What we need now, instead of more judgment, is corresponding commentary from the child-free. This Reddit thread asking childless people over 55 whether they regretted their decisions is gentle, funny and truthful. In short responses, you see the effects of generational influences and cultural pressure. Many know they made the right decision; most made peace with those decisions, some with reassuringly human regret. The exemplary Dame Helen Mirren admitted recently that she allowed herself a 20-minute cry over her “lost chance” while watching the film Parenthood. But I’ve heard only one acquaintance say she has an element of wistfulness about not having kids.
The young woman who just came out and asked me whether to have a baby might have asked the wrong question, but her honesty and lack of prejudice either way were refreshing. She has a new enterprise that has just started to make money. “That’s my baby right now,” she said matter-of-factly, “But I know if I have kids, I want to do all that…” she moved her hand in a circle that incorporated my children, playing in the distance, “be there and stuff.”

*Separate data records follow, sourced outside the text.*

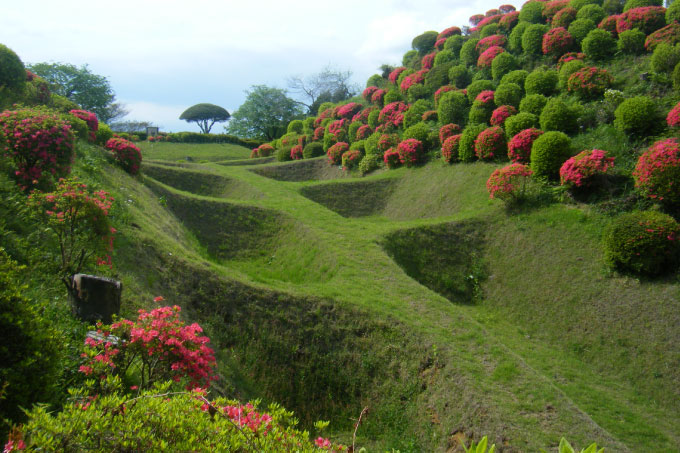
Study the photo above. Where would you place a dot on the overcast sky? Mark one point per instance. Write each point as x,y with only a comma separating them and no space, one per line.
161,57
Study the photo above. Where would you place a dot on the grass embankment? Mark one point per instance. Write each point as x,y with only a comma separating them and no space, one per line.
523,363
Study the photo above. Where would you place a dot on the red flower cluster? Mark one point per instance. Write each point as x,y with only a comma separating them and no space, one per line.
519,147
126,153
450,148
657,173
508,183
488,55
490,143
501,114
579,170
557,41
336,151
39,142
647,18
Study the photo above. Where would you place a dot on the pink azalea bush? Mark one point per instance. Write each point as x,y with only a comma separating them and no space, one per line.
509,183
578,171
657,173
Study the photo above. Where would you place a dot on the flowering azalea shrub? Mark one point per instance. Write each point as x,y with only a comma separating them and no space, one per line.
509,183
336,151
486,58
519,146
126,153
644,242
39,143
78,220
410,152
589,82
491,143
450,148
557,42
501,114
578,171
657,173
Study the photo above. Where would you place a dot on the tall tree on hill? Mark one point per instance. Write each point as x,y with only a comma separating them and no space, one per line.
265,114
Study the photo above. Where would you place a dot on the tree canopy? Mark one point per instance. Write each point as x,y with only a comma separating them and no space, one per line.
265,114
205,116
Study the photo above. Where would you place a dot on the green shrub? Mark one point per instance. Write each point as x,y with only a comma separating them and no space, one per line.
452,108
637,116
508,94
548,153
664,58
517,123
541,81
313,149
599,45
466,146
477,87
515,38
532,39
558,116
580,28
533,104
460,76
532,12
642,242
503,64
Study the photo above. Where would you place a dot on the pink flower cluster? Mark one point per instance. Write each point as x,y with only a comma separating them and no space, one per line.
657,173
519,147
579,170
126,153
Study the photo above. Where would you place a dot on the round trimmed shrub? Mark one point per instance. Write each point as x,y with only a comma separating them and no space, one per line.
508,94
533,103
452,108
637,116
558,116
313,149
548,153
517,123
657,173
532,39
541,81
599,45
450,148
519,146
466,145
631,42
643,242
491,144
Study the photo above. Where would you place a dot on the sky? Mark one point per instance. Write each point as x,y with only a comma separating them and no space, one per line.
162,57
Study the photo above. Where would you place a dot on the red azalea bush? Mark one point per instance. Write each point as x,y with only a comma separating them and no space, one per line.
509,183
410,151
491,143
336,151
40,144
126,153
450,148
669,34
647,19
391,158
579,170
486,58
296,152
501,114
657,173
393,113
557,41
519,147
589,82
490,41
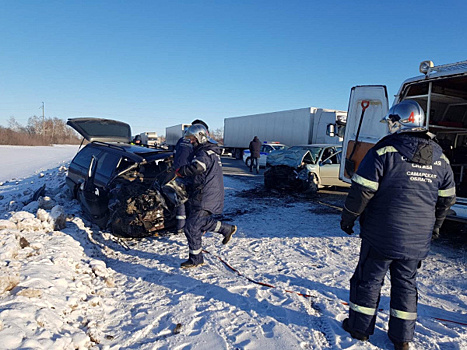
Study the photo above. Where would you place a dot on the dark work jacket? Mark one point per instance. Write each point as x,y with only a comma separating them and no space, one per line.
205,170
403,188
255,147
183,152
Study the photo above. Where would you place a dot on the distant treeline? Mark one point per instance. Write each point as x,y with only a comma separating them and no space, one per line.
39,132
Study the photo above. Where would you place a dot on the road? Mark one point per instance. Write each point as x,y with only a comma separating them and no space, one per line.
332,198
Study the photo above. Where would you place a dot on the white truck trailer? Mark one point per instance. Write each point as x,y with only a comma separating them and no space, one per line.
173,134
442,92
292,127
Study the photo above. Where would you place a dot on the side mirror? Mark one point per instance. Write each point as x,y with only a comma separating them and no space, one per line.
331,130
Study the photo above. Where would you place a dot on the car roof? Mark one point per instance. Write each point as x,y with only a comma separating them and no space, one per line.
319,145
99,129
131,151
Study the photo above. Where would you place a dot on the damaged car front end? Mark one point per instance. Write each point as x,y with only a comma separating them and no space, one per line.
304,168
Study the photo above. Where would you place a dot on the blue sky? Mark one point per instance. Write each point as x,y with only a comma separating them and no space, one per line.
155,63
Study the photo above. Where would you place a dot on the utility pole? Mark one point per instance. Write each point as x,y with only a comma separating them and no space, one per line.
43,118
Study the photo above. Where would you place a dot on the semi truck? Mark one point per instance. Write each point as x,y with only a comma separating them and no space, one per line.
291,127
173,134
442,93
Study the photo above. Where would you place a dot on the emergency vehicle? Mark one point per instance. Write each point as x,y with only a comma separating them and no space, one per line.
442,92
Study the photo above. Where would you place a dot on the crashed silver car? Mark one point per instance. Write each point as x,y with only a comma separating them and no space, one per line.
304,168
119,185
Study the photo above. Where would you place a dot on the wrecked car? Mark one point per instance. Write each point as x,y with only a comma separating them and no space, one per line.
118,185
304,168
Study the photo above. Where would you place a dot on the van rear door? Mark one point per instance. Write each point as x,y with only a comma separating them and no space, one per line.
367,106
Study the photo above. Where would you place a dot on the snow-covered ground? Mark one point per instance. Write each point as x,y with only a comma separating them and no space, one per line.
66,285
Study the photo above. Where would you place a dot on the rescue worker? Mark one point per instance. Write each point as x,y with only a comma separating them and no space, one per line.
137,140
206,196
402,192
255,153
183,154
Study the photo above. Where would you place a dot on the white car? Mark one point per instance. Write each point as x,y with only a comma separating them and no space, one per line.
266,148
319,163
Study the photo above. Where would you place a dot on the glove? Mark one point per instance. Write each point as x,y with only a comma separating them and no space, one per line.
171,175
347,227
347,221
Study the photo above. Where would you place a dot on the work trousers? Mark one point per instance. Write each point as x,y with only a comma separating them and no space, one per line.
198,222
181,216
365,288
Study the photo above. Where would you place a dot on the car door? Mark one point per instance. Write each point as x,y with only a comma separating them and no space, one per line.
265,150
367,106
329,166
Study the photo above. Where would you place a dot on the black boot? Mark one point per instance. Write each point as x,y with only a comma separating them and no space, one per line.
354,334
401,346
194,260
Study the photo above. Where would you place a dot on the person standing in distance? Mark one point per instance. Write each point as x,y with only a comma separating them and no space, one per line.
402,192
206,196
183,154
255,153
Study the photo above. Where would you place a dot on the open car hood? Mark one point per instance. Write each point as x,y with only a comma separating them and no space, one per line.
291,158
104,130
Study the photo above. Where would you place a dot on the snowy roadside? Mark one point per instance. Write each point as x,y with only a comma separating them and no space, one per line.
78,288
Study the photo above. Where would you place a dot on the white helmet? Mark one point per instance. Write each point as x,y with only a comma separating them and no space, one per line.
405,116
200,133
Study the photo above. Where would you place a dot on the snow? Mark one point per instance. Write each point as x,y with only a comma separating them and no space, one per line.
66,285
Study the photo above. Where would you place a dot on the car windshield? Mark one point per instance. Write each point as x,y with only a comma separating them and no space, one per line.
315,151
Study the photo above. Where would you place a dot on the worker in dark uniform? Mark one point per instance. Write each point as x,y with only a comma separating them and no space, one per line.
402,192
206,196
183,154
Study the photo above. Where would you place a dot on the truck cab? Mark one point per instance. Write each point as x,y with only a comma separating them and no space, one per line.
442,92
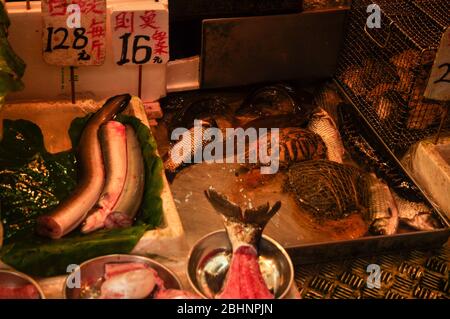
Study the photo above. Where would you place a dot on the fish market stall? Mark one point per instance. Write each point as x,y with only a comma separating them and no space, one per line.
171,150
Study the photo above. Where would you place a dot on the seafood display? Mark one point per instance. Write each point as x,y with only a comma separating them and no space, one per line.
327,189
362,151
294,145
129,201
131,280
382,209
113,140
72,212
323,125
244,228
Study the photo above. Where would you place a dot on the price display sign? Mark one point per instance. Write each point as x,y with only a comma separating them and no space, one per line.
438,87
140,36
74,32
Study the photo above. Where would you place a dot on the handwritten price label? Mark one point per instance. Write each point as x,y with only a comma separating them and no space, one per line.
140,36
438,87
74,32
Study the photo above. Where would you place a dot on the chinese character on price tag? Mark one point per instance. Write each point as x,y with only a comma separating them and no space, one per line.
74,32
438,87
140,36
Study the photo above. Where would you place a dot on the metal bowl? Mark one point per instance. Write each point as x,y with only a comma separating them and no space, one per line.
17,279
92,272
210,257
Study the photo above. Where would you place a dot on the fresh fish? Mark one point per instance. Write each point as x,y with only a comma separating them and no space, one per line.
175,294
24,292
327,189
382,209
134,284
244,228
361,149
277,99
416,214
70,213
130,199
113,141
176,159
295,145
322,124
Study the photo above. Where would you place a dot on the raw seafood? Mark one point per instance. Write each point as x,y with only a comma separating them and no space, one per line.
358,145
382,209
244,228
134,284
295,145
416,215
327,189
114,147
323,124
130,199
24,292
175,294
275,100
69,214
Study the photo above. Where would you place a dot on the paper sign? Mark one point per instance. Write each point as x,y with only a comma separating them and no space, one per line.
140,36
74,32
438,87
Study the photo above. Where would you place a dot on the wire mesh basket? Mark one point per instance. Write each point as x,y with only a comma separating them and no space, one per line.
384,71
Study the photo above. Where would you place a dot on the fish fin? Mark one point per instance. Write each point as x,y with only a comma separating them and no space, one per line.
223,205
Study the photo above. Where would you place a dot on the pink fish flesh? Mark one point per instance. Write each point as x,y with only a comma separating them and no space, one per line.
244,279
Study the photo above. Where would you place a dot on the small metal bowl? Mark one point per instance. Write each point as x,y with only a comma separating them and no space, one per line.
92,272
17,279
209,260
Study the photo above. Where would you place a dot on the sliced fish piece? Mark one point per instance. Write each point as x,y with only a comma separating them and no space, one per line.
244,279
130,199
323,124
113,141
135,284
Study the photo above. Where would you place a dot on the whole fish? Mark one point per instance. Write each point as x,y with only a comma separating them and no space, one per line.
323,125
327,189
113,141
244,228
295,145
71,212
416,214
382,209
130,199
133,284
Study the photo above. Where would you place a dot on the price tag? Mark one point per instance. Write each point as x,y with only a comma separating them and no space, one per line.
74,32
438,87
140,36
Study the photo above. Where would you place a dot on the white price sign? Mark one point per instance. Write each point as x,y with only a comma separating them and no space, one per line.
74,32
438,87
140,36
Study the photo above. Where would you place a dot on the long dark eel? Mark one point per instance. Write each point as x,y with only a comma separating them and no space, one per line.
71,212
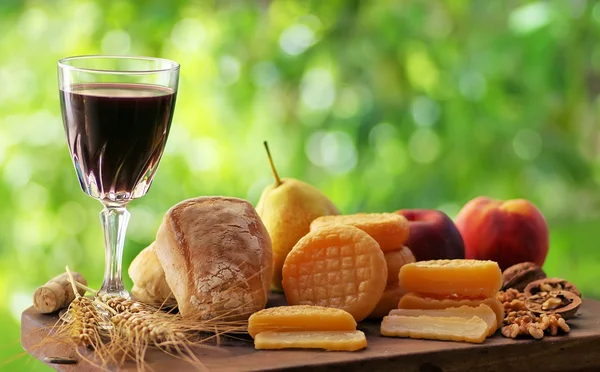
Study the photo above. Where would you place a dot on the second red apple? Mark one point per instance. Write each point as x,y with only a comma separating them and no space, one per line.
433,235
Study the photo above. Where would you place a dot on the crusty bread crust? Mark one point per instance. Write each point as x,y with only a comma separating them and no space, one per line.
217,257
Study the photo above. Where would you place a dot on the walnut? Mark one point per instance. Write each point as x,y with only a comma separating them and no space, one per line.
547,285
509,295
563,302
552,323
512,316
512,300
523,325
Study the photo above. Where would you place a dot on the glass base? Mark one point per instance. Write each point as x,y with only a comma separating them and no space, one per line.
113,292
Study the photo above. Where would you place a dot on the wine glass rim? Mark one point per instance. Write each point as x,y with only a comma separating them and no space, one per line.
64,64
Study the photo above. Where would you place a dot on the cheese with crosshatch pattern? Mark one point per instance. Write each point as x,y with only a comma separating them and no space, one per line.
337,266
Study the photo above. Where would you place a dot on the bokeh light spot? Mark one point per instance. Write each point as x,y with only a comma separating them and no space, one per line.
334,151
347,103
229,68
295,39
527,144
202,154
420,69
424,145
317,89
530,17
382,133
72,217
472,86
188,35
425,111
116,42
265,74
33,23
17,171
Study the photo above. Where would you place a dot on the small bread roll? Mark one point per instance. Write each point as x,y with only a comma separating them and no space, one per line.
148,276
217,257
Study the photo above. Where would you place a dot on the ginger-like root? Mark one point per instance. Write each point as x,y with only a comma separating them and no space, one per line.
57,293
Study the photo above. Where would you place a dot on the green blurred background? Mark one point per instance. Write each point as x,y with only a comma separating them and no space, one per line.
381,104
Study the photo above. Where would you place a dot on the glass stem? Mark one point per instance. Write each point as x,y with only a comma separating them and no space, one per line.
114,222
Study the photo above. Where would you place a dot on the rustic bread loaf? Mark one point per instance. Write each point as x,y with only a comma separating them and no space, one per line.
217,257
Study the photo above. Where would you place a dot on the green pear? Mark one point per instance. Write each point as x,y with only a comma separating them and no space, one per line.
287,208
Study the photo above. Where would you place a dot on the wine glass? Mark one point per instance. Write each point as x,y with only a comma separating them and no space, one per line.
117,113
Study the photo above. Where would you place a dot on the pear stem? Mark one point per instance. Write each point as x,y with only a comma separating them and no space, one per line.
275,174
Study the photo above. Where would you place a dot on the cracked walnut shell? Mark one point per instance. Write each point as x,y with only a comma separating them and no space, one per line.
564,303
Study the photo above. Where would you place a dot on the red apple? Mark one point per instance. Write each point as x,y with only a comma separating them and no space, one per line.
508,232
433,235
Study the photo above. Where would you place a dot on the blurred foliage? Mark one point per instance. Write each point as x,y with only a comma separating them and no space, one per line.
381,104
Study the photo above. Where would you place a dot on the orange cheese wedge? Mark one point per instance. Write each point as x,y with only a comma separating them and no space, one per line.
482,311
435,328
472,278
300,318
336,266
328,340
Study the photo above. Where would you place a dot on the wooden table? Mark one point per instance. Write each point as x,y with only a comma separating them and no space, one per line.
577,351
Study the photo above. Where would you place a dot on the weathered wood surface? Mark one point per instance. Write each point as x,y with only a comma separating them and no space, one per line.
577,351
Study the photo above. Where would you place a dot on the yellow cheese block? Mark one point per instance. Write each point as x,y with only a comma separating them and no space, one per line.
435,328
416,301
328,340
472,278
390,230
300,318
482,311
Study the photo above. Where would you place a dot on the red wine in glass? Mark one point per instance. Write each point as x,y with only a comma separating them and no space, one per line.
117,113
116,135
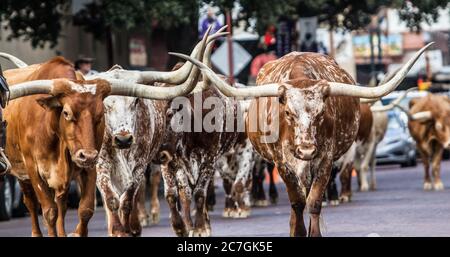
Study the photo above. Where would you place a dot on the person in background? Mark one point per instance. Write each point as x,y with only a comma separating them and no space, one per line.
209,20
309,44
261,59
5,165
84,65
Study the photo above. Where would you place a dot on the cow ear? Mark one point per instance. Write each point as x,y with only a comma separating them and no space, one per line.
49,102
413,102
324,88
282,94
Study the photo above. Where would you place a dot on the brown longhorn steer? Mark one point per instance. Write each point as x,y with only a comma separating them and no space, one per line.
429,125
56,131
317,106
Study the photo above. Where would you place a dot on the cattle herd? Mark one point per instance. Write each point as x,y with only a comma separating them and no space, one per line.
306,115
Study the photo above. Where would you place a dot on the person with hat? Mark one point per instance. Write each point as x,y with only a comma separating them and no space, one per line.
84,65
5,166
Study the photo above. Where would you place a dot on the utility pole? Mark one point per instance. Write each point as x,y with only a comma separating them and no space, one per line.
230,46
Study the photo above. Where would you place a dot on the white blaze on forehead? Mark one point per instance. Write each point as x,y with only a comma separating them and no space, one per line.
306,106
85,88
120,114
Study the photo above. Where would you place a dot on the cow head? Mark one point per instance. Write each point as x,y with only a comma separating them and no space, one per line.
77,108
121,121
436,116
302,106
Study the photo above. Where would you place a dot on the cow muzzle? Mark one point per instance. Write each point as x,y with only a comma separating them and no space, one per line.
123,141
305,152
84,158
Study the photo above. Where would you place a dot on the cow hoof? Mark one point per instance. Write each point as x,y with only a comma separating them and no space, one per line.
145,221
240,214
344,199
199,233
227,213
334,202
364,188
438,186
155,218
181,232
427,186
261,203
120,234
273,200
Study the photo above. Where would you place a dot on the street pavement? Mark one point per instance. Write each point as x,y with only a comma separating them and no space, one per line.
399,207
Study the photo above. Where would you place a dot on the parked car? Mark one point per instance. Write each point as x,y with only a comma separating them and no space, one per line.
397,146
11,199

Then she turned to look me straight in the eye, “But I don’t know if I should just not bother, either.”
The New York magazine story “All Joy No Fun” is the most objective answer I’ve found to her dilemma. It’s an in-depth look at the toll parenthood takes on your relationships, your finances, even your sanity. It tracks changes in the expectations people have of themselves as parents, the pressures of the environment and attempts at measuring something as ephemeral as how rewarding being a parent is. It is all research and data and expertise but does end on a cautiously reassuring note for parents.
I told the young woman that anything I said in favour of having children must be regarded as “dispatches from Stockholm,” but if she needed to chat anytime, she could call me.
In the meanwhile, I’m calling for more nuanced, non-judgmental information from the ‘no going back’ child-free. It is everything you thought it would be? Because I’m going to admit, as I sit in a pile of homework, laundry, and feelings of inadequacy, I’d love to hear a little regret from your camp, too.
Only, you understand, to help young people make good decisions.